One way of reducing the uncertainty in an experiment is to increase the sample size. To fully explain why would be to drag you through a crash course in error analysis, which I won’t do (unless of course, you want to talk about it, because it’s awesome!). Suffice it to say that the more times you sample, the less significant the uncertainty in any single sample. Thus, overall, your uncertainty is lower. In the pendulum experiment from earlier, we might measure a single period, which would have a certain value of uncertainty. But if we were to measure 20 periods and divide by 20 to get a single period, the uncertainty would also be reduced by dividing by 20.

The same idea maps across to digital sampling. The more times you repeat a test, the less likely you are to be picking up on any kind of uncertainty in the data. You’ll also further reduce any inherent bias if you ask more people. There’s more of a chance of true randomness and more significant results.

3. Blocking

Blocking is a means of accounting for certain biases that may be found in any group to still maintain randomness in your sampling. The technique is to first divided up your groups into homogeneous brackets and then to conduct a randomized test within each group. That way, you can see trends within each group.

In the social sciences, this usually translates to age or gender, but in digital B2B marketing, you can apply blocking methods to your targeted personas.

If you’ve set up your gated content and subscription page with the appropriate questions, you probably have the persona information for each email address tagged in your database. With that information, you can conduct A/B tests within each group to see which subject line appeals to that persona over others.

Blocking is a way to gather even more information about a single variable.

All the Right Controls in All the Right Places

Once you have designed a robust experiment with controls in place and sampling accounted, put it out there to be tested—but for how long?

This is less of a one-answer-fits-all question. Websites may need more than a day to gather adequate data, but emails don’t last long in anyone’s mailbox (well, they do in mine, but that has nothing to do with the subject line verbiage). Knowing how long to leave a test up is a bit of an experiment in itself. Play around with it until you feel confident in your data.
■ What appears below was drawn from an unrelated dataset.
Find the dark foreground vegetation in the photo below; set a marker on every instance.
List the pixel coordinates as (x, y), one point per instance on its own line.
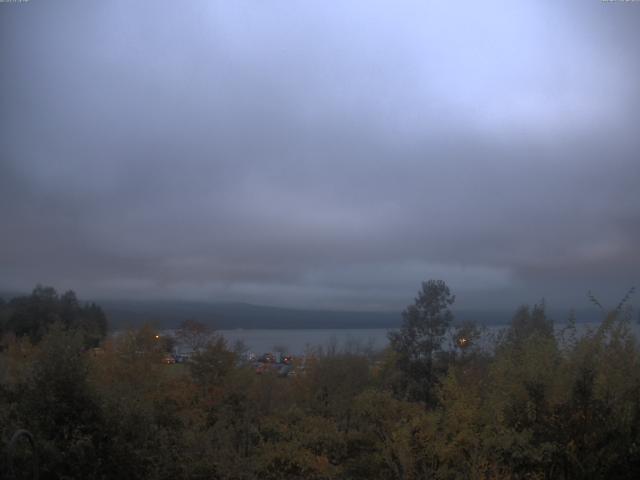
(535, 405)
After conducting your experiment, gather your data to see what the test has revealed. Keep an open mind at this point so that you don’t introduce your own bias into the mix. And be critical of what you find. Careful analysis is the final piece to the puzzle of a successful experiment.

If you want more examples on how to get amazing results from A/B testing, Behave is a great resource for understanding how to design and analyze A/B tests for your site.

They conduct monthly tests and share them with subscribers, delineating the whole process of how they got there, from the statement of the problem to hypothesis to results and analysis.

Multi-Factor Designs

After your analysis, you may find that you want to tweak something else. At this point, feel free to change more factors for subsequent tests.

Multi-factor experiments do not directly follow the scientific method, but they are useful for small revisions of a design. Your initial experiment that had the simpler A/B structure should have narrowed down the big changes that your channel required.

Now you can implement A/B/n testing which will reveal data about more factors and help you understand the relationship between elements in the channel. A multi-factor design is useful for refining the optimization of a channel.